As of Friday, almost 60 prison guards and police officers had been held hostage in six prisons across the country, according to the AFP news agency. Later that day, the prison authority estimated that 50 of the hostages were released.
Prison authorities announced the hostage situation on Thursday night, framing it as a response to recent government raids and prisoner transfers meant to undermine the gangs.
“The measures we have taken, especially in the prison system, have generated violent reactions from criminal organisations that seek to intimidate the state,” President Guillermo Lasso tweeted on Friday.
Some of the recent explosions — which include four car bombs and the planting of explosive devices at three other locations — hampered the authorities’ ability to reach the prisons, officials said.
That included the targeting of the bridge in Napo, where wads of dynamite attached to a gas tank exploded.
Two of the car bombs in Quito also targeted the former and current offices of the country’s corrections system. Six people were later arrested for one of the car bombs, which was detonated in a commercial area of the capital.
No injuries were reported in those blasts.
Surging gang violence
Once seen as a peaceful haven, Ecuador has seen surging gang violence in recent years, particularly within its prisons.
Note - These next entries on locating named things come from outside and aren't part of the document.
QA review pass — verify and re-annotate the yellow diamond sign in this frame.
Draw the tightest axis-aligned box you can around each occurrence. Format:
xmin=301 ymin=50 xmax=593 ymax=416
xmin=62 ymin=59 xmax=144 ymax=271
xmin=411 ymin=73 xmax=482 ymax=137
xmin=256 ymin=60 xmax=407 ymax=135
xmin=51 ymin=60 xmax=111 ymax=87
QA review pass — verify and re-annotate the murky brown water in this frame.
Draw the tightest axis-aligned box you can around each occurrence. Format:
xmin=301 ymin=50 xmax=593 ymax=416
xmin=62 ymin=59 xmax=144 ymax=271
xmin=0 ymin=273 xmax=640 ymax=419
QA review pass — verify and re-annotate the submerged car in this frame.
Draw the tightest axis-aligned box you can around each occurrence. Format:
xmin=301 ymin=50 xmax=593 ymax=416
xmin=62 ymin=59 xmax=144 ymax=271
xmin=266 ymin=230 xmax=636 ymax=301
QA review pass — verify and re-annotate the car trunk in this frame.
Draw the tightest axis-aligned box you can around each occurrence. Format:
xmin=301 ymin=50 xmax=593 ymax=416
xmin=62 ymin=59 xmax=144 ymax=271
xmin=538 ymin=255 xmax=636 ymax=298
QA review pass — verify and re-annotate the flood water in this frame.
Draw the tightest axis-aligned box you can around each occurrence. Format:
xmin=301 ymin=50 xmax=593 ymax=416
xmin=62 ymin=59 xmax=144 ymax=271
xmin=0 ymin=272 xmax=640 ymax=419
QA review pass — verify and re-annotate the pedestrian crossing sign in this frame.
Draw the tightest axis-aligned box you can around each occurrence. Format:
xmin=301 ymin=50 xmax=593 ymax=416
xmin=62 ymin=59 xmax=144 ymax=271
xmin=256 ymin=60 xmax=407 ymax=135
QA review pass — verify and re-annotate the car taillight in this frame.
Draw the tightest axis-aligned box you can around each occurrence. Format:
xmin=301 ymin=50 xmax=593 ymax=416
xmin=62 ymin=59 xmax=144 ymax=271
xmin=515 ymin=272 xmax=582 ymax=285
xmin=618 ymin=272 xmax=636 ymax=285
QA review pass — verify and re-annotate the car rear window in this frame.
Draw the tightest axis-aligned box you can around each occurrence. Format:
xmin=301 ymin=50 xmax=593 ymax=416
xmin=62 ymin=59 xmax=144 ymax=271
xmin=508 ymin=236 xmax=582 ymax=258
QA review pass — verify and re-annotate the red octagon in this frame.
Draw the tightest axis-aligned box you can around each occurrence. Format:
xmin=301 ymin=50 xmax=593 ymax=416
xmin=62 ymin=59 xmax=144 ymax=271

Authorities have attributed a series of deadly prison riots to an escalating battle over lucrative drug trafficking routes, precipitated by the 2020 killing of Jorge Zambrano, the leader of the local Los Choneros gang. They believe the killing left a power vacuum, with groups linked to powerful Mexican and Colombian cartels jockeying for control.
At least 400 inmates have died in Ecuadorean prisons since 2021. In late July, a riot in the Guayas 1 prison in the port city of Guayaquil left over 30 people dead.
Overall, Ecuador’s homicide rate has skyrocketed. The risk intelligence company Verisk Maplecroft estimates an increase in murders of almost 500 percent since 2016, for a total of 22 murders per 100,000 people in 2022.
Ecuador is considered a desirable territory for drug traffickers, as it is located between major cocaine-producing regions in Colombia and Peru.
Politicians in the crosshairs
The country of nearly 18 million people has also been rocked by a string of alleged political assassinations, the most prominent being the murder of presidential candidate Fernando Villavicencio on August 9.
Villavicencio, a 59-year-old anticorruption campaigner, was shot as he left a campaign stop in Quito, days ahead of the August 20 general elections.
Before his death, he had complained of receiving death threats, including from members of Los Choneros and its imprisoned current leader, Adolfo Macias.
Authorities have since arrested six Colombian men in connection with Villavicencio’s killing, while outgoing President Guillermo Lasso declared a nationwide state of emergency.
Two presidential candidates ultimately proceeded to the October 15 run-off election: left-wing politician Luisa Gonzalez and businessman Daniel Noboa, scion of a wealthy family in the banana industry.
Crime is expected to feature heavily in the final campaigns. Gonzalez, a protégée of embattled former President Rafael Correa, said on Friday during a campaign stop that she had accepted extra security for her protection.
“I am forced to wear a bulletproof vest and to accept the government’s offer to have security provided by the armed forces,” Gonzalez told voters in Otavalo.